A small group (3 so far) of us are launching at Currioman Dock in Westmoreland County on Friday morning at sunrise. The plan now is to paddle out to Shark Tooth Island and fish around it. We'll be targeting whatever happens to be there  We're hoping for some Drum, Stripers, Blues and if all else fails croaker, white perch and spot. Please feel free to join us if you can make it.


----------



## Singletjeff (Mar 27, 2005)

Well, the club Zach and I decided to start had our first successful club get together last friday. Wow, were the weathermen wrong! At the time I went to bed on Thursday night they were calling for partly sunny, high of 81, winds 4-9 and 30% chance of rain. Well, rain...100% chance is what we got. Winds 10-15 for most of the day and a few points (when storms rolled through) was pushing 20-25. We braved the water anyhow. The launch looked really fishy with marsh grass lining all the shorelines. Ken instantly started hooking into white perch on a 2" swimbait then even managed a 10" striped bass.
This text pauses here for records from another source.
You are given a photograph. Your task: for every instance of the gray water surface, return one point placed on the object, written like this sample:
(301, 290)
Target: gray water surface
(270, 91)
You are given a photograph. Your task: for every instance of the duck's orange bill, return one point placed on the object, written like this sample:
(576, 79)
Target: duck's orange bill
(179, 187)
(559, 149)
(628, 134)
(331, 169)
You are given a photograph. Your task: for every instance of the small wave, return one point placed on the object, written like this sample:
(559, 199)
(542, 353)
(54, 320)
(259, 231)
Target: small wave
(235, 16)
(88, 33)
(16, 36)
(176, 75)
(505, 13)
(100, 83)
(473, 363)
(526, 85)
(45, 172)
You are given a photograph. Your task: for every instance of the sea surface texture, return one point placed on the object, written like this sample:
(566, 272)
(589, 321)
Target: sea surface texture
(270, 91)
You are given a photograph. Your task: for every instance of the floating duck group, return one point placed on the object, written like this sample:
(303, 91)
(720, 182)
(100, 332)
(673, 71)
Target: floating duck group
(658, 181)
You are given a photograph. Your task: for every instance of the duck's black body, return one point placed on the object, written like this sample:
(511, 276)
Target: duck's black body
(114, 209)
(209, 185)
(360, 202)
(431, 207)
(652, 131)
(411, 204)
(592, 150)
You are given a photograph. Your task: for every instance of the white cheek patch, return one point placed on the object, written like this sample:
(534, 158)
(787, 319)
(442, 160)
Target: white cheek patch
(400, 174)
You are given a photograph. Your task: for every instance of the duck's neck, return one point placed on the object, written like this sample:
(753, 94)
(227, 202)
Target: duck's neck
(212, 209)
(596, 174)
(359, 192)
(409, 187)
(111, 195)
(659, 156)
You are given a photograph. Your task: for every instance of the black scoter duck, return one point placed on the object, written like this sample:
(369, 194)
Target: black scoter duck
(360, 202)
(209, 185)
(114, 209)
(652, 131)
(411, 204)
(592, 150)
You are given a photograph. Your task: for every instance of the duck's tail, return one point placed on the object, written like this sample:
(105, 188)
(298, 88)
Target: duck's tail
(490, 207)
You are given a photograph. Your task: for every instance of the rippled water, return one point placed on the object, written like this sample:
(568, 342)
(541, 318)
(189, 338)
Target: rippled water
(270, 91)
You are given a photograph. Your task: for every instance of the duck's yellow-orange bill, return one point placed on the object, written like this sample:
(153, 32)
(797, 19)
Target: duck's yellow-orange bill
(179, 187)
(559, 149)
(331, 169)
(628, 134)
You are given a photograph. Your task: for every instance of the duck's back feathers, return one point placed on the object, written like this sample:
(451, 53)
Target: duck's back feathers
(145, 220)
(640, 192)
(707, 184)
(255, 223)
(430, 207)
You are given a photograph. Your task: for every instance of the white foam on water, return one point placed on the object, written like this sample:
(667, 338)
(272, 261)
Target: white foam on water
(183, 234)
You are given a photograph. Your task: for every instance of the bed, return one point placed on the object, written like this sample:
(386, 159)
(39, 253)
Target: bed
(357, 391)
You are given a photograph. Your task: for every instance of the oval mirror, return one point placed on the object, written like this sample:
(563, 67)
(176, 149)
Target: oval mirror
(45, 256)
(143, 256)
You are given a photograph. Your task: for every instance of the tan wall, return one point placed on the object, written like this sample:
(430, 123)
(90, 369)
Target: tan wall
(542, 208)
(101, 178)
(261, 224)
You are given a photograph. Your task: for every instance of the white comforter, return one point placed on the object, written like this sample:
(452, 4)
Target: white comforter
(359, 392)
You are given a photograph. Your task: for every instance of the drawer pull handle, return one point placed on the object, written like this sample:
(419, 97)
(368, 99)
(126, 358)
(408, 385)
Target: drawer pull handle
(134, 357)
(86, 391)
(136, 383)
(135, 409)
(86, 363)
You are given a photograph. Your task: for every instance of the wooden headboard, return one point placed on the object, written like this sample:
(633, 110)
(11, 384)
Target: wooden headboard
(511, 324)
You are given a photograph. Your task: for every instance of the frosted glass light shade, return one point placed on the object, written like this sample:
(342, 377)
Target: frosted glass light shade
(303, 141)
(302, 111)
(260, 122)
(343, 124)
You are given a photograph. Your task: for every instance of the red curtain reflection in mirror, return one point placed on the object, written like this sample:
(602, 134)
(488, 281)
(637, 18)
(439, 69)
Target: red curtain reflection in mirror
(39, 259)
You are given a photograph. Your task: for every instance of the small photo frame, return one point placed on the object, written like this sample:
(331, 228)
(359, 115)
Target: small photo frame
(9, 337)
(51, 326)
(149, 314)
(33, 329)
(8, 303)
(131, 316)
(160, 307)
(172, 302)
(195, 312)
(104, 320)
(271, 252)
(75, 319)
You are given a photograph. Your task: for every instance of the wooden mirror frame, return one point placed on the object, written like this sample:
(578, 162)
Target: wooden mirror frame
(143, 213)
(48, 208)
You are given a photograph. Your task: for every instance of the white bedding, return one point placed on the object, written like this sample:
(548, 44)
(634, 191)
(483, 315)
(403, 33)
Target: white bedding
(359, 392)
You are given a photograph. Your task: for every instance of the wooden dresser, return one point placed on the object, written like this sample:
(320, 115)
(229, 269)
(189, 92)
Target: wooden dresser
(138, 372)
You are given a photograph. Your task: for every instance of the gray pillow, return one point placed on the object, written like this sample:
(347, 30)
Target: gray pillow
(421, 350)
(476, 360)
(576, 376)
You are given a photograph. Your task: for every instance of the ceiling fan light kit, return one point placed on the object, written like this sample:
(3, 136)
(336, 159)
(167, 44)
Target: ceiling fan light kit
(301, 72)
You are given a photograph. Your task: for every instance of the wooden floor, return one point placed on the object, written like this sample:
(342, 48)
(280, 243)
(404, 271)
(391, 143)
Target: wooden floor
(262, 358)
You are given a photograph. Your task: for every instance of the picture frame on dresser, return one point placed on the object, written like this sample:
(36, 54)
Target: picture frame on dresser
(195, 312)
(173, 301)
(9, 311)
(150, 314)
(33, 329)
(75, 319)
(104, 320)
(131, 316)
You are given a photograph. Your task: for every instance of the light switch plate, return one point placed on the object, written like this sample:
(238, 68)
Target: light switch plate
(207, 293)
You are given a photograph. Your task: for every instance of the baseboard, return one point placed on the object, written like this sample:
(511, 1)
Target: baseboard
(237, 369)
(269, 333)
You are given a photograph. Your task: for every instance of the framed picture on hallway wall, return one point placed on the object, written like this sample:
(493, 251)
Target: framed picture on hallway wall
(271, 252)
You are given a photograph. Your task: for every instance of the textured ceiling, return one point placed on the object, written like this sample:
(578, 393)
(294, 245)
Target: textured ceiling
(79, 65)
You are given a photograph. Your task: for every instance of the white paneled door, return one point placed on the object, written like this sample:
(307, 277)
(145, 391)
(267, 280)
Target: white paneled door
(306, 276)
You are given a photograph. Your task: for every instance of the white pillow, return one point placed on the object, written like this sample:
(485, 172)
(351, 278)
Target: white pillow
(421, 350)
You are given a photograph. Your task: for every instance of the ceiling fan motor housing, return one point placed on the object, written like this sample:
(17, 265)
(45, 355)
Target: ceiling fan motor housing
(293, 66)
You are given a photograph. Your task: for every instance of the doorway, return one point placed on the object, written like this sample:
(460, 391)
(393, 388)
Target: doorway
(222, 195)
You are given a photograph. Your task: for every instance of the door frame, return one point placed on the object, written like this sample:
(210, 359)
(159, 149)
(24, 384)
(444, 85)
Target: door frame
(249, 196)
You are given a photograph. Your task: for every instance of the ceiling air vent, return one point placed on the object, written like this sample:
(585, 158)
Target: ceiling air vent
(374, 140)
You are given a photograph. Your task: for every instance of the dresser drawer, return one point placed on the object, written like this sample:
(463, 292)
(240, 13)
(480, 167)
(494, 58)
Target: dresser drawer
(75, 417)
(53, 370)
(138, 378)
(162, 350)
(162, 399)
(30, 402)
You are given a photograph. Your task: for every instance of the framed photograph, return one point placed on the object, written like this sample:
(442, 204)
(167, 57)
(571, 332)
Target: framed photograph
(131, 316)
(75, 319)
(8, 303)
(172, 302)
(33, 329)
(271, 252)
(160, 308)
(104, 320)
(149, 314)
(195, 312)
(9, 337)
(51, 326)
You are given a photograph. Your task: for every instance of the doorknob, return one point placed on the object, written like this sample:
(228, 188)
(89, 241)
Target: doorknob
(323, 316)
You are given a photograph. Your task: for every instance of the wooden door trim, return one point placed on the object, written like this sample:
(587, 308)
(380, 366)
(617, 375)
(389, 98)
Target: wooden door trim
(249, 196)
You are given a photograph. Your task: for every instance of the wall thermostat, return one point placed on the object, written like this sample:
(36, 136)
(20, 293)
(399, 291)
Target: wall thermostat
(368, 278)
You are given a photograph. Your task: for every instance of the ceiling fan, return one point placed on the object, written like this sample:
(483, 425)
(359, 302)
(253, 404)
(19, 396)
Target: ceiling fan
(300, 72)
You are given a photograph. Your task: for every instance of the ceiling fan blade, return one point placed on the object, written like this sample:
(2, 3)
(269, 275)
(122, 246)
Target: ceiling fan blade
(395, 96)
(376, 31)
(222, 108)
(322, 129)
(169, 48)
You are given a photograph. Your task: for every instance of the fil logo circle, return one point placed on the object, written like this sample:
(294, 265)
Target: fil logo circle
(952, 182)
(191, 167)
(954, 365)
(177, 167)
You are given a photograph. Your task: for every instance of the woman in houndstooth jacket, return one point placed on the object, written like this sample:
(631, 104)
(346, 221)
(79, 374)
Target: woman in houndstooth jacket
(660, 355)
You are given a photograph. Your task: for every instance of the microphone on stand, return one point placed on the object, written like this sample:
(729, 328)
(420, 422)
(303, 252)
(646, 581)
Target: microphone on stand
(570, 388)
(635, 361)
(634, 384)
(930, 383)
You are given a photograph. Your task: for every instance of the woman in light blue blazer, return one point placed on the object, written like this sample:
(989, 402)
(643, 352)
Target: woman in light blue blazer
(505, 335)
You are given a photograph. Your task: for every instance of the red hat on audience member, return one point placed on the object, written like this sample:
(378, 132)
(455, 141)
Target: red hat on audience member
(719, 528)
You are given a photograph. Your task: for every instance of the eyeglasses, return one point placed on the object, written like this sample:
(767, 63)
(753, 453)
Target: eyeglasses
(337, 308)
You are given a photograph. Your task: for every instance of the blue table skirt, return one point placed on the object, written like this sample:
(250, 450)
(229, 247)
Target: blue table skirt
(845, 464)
We headed over to the cliff wall where I caught a 18 1/2" Striper and lost another about the same size. We decided to head over to shark tooth island and I trolled my 4" Chartreuse Gulp Swimming Mullet and landed a 18 3/4" striper. (Both stripers were legal to keep, but were released to grow bigger). Once over at the island we hung out and had a couple beers and some food while we threw some lures around the small sandy beach we were at. I decided to throw some cut shrimp on a double bottom rig and see what was around. We were catching white perch and croaker before the bait even hit the bottom. We moved around to the end of the island and fished a channel that cut back into the island. On the paddle to the location I caught several small 10"ish stripers. In the channel we caught some croaker but nothing else was playing. At that point we decided to head back over to the shoreline. I drifted dragging my bottom rig with squid on it and caught several 12" croaker in about 8-10' of water. Once arriving at the shore we found a nice cove that was loaded with white perch. Ken managed a small, really small flounder, but it was still a flounder  When we decided to leave the cove, a storm rolled in that prompted us to beach the kayaks and wait to see what it did. Wind and rain, but fortunately not much in the way of wave action so off we went. It was a long hard paddle into the wind and rain back to the launch. I managed one good hook up on the troll back that I ended up losing. From the strike and the short fight I had, it had to have been another keeper sized striper. Once back at the launch, 3 of us loaded up the kayaks while ken threw on a mepps inline and caught another dozen or so white perch. All in all a successful first get together. Can't wait to do it again.


----------



## marstang50 (May 3, 2005)

There's a reason its called sharks tooth island, did you find any? Did you get a permit from the owners to be there? Yeah, I wouldnt have either. Worst they will do is kick you off for tresspassing.


----------